Pour sa 6e édition, le Forum de l’Innovation Culturelle aura lieu le mardi 1 décembre 2015 au Musée Départemental de l’Arles Antique. Il se déroulera cette année sous l’angle « 2045 : Retour vers notre futur » en abordant les évolutions des usages et des pratiques culturelles grâce à des techniques de prospective.
En 1989, le réalisateur américain Robert Zemekis tournait la suite de Retour vers le Futur, un film de science-fiction dont l’action se déroule en 2015. Ce deuxième volet de la trilogie, qui a beaucoup marqué les adolescents de l’époque, est un élément de questionnement actuel sur les réseaux sociaux.

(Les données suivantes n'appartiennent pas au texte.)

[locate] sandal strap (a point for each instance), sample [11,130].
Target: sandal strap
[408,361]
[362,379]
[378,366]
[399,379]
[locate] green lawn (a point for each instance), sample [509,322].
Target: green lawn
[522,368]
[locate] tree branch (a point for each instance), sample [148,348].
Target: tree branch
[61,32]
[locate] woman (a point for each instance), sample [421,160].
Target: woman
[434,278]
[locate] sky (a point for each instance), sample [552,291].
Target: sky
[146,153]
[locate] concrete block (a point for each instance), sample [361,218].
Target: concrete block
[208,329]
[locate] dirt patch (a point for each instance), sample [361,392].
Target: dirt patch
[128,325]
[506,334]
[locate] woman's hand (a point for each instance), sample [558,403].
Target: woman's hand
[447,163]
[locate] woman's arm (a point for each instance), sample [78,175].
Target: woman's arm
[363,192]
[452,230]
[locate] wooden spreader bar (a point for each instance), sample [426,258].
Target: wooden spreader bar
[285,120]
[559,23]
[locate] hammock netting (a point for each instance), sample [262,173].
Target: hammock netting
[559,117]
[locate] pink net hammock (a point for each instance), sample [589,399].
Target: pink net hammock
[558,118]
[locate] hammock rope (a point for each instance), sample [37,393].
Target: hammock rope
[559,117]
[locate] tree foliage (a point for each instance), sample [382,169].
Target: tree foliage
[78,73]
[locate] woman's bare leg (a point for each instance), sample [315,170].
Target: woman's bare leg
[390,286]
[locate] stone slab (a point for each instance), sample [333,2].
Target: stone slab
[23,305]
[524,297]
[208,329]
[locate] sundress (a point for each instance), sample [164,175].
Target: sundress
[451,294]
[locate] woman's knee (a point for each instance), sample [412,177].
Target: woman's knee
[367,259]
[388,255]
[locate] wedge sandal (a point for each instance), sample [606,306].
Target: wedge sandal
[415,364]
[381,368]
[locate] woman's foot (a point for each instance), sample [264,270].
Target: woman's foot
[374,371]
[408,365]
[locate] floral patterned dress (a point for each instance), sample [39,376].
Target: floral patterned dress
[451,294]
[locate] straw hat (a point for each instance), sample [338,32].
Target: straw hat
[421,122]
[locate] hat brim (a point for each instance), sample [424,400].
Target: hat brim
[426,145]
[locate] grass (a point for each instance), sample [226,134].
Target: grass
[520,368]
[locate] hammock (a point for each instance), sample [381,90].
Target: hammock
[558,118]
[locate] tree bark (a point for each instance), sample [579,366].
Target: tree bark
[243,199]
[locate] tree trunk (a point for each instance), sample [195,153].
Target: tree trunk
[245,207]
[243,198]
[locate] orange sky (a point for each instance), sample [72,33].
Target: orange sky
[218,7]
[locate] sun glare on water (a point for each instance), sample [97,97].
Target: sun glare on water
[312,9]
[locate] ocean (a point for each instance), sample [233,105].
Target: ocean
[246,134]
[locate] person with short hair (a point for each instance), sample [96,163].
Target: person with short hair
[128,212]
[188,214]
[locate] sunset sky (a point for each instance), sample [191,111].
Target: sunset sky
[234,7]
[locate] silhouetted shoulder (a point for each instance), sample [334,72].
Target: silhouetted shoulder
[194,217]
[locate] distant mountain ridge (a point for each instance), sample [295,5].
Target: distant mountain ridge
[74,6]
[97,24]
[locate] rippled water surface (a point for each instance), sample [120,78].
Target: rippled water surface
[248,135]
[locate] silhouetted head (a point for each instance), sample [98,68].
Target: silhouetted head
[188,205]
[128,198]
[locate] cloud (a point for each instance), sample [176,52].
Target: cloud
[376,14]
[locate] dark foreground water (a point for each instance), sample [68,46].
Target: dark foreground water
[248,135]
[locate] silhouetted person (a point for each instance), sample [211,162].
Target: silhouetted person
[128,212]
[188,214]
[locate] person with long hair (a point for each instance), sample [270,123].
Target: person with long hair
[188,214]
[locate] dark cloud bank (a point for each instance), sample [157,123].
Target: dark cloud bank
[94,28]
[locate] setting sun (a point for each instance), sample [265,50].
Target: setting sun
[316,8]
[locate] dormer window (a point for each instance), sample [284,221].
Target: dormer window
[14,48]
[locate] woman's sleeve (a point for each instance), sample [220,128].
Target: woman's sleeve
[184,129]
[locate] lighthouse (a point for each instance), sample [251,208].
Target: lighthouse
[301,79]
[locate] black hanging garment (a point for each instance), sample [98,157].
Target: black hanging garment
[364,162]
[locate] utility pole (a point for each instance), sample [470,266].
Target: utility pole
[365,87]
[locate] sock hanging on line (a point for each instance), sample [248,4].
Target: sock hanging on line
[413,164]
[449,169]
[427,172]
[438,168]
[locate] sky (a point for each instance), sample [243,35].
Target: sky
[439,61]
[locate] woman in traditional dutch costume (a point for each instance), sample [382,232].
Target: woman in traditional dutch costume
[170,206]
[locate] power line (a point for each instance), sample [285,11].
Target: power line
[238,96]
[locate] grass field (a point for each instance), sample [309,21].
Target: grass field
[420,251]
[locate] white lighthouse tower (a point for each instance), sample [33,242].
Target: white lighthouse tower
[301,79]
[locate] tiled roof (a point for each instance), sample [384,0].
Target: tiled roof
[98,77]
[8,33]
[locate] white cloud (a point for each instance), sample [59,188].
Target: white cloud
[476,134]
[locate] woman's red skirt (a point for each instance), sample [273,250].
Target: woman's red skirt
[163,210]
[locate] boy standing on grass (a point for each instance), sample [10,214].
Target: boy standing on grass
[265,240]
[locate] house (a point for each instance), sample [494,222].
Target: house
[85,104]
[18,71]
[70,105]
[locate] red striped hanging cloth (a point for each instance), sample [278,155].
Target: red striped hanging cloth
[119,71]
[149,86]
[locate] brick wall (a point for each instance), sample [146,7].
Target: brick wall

Dans quelle mesure ce qui était présenté en 1989 serait réel 30 ans plus tard ? Aujourd’hui certaines inventions présentées dans ce film sont en passe d’être commercialisées. La vision futuriste de Zemeckis est en revanche très loin de la réalité actuelle. Ce périple dans l’imaginaire nous interroge quant à notre capacité à nous projeter dans l’avenir. Comment interroger le futur et nos pratiques culturelles d’après-demain ?
Une dizaine d’intervenants viendront partager leur expérience et donner leur avis sur les évolutions des modèles et des acteurs de la culture, en traitant notamment des notions de prospectives et d’évaluation des situations actuelles pour appréhender demain.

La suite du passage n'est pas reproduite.